This is nothing new to millions of electric car owners, but it’s something that should be shared, emphasized, and repeated every day for the many, many, many more people who don’t have an electric car.
It seems that everyone without an electric car wants to know two things (or, at least, these are the two questions that jump into their minds to ask an EV owner when they run across one): 1) how far can it drive? 2) how long does it take to charge?
With home charging, unless you are in a rather unique situation, the answer to the latter is probably a very simple one that the questioner doesn’t expect: “I don’t know, I don’t really pay attention.” Or you could say “A few seconds.”
ure, you can calculate it if you want. You can check the start time and end time. However, with home charging, all you have to do is plug in when you get home and unplug when you leave.
We drive approximately the US average, and the past few days have involved a lot more driving than normal as we’ve gone back and forth between our old home and new home several times as well as going to a furniture store a hop, skip, & jump further away than we typically drive. Yet, even just using 110V charging, we are getting far more electricity than we need.
I do have the advantage of charging here during the day since I work from home, but even without that, charging from the end of a normal work day till the next morning provides so much electricity that you’d have to have an abnormally long commute or extra errands in order to need more than that provides.
I do get the point of having faster Level 2 charging at home. No knock on anyone who has that, and maybe I will decide to get it one day. But even without that, the answer to how long it takes to charge is simply, “I don’t know. It just takes me a few seconds to plug in when I get home and a few seconds to unplug when I leave.”
I don’t know if most non-EV owners know that you can charge at home and that owners with that capability seldom need to charge outside of home, and I don’t know how many realize that you can charge on a normal electricity outlet. Though, I’ve long assumed that people didn’t realize the latter, and I don’t think it was a coincidence that Volvo Cars spent a ton of money on simple commercials showing EV owners plugging into a normal 110V electricity outlet with a plug that looks like a MacBook Pro plug — commercials I’ve probably seen more than every other EV commercial combined. I assume that some market research told Volvo Cars that most people don’t know that’s possible, don’t know how easy EV charging is, and have concerns about EV charging. Volvo Cars said, hey, this is a simple challenge to solve — just show people in a simple, clean, crisp way how easy it is to charge an electric car.

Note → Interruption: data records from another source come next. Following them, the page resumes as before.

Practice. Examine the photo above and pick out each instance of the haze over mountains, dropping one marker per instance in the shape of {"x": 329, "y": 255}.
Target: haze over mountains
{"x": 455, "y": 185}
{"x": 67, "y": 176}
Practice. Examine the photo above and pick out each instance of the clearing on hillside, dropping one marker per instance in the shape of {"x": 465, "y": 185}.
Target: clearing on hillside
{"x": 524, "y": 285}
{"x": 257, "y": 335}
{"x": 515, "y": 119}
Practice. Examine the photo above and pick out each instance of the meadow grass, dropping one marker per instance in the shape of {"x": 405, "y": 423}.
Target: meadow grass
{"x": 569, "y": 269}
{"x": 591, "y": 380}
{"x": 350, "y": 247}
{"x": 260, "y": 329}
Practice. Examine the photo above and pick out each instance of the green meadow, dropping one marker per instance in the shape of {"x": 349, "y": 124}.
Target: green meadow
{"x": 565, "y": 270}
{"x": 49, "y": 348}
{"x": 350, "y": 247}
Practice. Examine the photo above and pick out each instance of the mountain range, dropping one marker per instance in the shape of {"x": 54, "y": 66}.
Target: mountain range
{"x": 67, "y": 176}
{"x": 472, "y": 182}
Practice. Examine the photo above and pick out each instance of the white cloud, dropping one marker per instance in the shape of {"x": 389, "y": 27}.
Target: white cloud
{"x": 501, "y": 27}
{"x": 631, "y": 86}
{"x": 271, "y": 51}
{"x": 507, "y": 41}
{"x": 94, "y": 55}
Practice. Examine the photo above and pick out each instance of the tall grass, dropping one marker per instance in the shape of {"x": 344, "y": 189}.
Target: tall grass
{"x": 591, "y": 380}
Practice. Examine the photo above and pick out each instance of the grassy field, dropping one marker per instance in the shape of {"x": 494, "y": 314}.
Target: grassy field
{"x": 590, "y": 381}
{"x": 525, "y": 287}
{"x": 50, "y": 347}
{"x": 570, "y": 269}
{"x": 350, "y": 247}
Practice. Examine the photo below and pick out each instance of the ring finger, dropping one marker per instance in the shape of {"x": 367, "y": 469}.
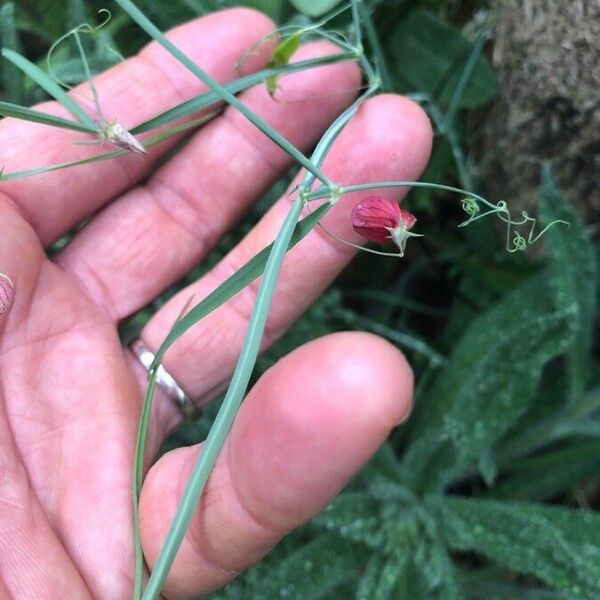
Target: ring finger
{"x": 389, "y": 138}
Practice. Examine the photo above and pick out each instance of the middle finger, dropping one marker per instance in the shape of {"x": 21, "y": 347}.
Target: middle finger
{"x": 155, "y": 234}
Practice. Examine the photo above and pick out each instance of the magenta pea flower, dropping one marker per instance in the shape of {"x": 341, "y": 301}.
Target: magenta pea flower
{"x": 380, "y": 220}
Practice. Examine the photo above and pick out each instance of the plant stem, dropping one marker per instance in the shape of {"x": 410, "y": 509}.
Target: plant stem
{"x": 233, "y": 398}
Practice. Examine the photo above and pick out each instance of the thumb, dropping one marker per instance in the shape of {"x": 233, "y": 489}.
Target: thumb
{"x": 305, "y": 429}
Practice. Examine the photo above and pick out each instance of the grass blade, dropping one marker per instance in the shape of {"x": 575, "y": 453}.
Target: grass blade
{"x": 12, "y": 78}
{"x": 153, "y": 31}
{"x": 7, "y": 109}
{"x": 50, "y": 86}
{"x": 229, "y": 408}
{"x": 236, "y": 283}
{"x": 152, "y": 141}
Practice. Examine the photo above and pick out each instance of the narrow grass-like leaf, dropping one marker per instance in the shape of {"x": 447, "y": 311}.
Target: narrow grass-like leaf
{"x": 12, "y": 78}
{"x": 155, "y": 33}
{"x": 233, "y": 398}
{"x": 50, "y": 86}
{"x": 28, "y": 114}
{"x": 211, "y": 97}
{"x": 149, "y": 142}
{"x": 574, "y": 277}
{"x": 314, "y": 8}
{"x": 312, "y": 571}
{"x": 559, "y": 546}
{"x": 486, "y": 384}
{"x": 236, "y": 283}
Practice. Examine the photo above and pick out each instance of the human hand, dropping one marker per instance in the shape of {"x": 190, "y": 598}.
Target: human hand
{"x": 70, "y": 394}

It is as simple, easy, and convenient as the commercial indicates. It’s ridiculously easy. It’s so much easier than going to a gas station, pumping gas, and paying for gas. Heck, it’s much easier than if you went to a gas station and sat in your car while someone else pumped your gas, as ~6 seconds a day is less than it takes to pull into a gas station and have your gas pumped once in a while.

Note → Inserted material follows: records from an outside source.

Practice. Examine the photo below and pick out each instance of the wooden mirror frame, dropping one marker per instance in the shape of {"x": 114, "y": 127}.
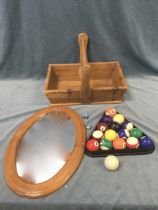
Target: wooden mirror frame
{"x": 30, "y": 190}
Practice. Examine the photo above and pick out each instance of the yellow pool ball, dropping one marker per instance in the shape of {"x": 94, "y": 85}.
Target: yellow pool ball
{"x": 110, "y": 134}
{"x": 119, "y": 118}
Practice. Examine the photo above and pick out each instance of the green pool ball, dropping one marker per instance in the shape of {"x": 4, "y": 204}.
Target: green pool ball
{"x": 105, "y": 144}
{"x": 136, "y": 132}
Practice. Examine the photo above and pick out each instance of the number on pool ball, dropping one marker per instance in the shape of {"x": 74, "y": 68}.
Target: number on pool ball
{"x": 92, "y": 145}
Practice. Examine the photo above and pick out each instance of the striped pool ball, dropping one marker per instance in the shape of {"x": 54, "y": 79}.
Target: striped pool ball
{"x": 110, "y": 134}
{"x": 146, "y": 142}
{"x": 97, "y": 134}
{"x": 119, "y": 143}
{"x": 114, "y": 126}
{"x": 132, "y": 143}
{"x": 106, "y": 119}
{"x": 92, "y": 145}
{"x": 102, "y": 126}
{"x": 105, "y": 144}
{"x": 123, "y": 133}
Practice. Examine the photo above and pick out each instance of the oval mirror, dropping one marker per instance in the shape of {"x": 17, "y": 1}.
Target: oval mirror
{"x": 44, "y": 152}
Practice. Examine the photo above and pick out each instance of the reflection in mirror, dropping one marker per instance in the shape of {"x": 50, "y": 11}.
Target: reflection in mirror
{"x": 45, "y": 148}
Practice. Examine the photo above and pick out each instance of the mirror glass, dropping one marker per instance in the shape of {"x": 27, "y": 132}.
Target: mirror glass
{"x": 45, "y": 148}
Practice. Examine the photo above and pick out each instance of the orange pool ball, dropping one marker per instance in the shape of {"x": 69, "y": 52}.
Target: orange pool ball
{"x": 111, "y": 111}
{"x": 119, "y": 143}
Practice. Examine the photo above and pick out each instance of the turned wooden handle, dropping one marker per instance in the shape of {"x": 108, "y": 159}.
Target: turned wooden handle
{"x": 84, "y": 69}
{"x": 83, "y": 42}
{"x": 85, "y": 92}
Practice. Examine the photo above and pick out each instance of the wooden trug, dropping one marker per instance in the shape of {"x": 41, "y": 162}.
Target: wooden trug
{"x": 85, "y": 83}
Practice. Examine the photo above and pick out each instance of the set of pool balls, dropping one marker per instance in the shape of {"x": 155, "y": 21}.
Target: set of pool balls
{"x": 114, "y": 134}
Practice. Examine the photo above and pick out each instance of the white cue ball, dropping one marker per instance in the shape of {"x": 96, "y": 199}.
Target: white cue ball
{"x": 111, "y": 162}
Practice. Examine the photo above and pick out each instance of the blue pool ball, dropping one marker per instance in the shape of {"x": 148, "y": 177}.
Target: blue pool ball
{"x": 106, "y": 119}
{"x": 146, "y": 142}
{"x": 127, "y": 125}
{"x": 123, "y": 133}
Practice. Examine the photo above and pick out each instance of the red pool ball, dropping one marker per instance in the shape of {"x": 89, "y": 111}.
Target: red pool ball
{"x": 92, "y": 145}
{"x": 102, "y": 126}
{"x": 132, "y": 143}
{"x": 119, "y": 143}
{"x": 111, "y": 111}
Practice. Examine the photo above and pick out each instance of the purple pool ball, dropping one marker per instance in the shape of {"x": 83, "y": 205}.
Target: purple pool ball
{"x": 106, "y": 119}
{"x": 123, "y": 133}
{"x": 146, "y": 142}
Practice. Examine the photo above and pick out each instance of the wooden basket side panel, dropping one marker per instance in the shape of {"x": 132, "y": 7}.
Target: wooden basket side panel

Yes, I just spent a lot of time and text explaining in different ways how easy it is to charge an electric car and answering the question of how long it takes to charge an electric car. Given how frequently the topic is broached, though, I hope that some of these lines and context will be useful for others as they attempt to respond to what can come across as confusing questions. Also, many EV owners may be inclined to track the charging time and respond with that — and perhaps it’s useful when explaining road trip charging — but I think that not explaining that it takes just a few seconds a day most days of the year means not communicating one of the core essences of convenient EV life to people. In general, I think that people assume EV life is less convenient, but for many owners, it is far more convenient than driving a gas-powered vehicle.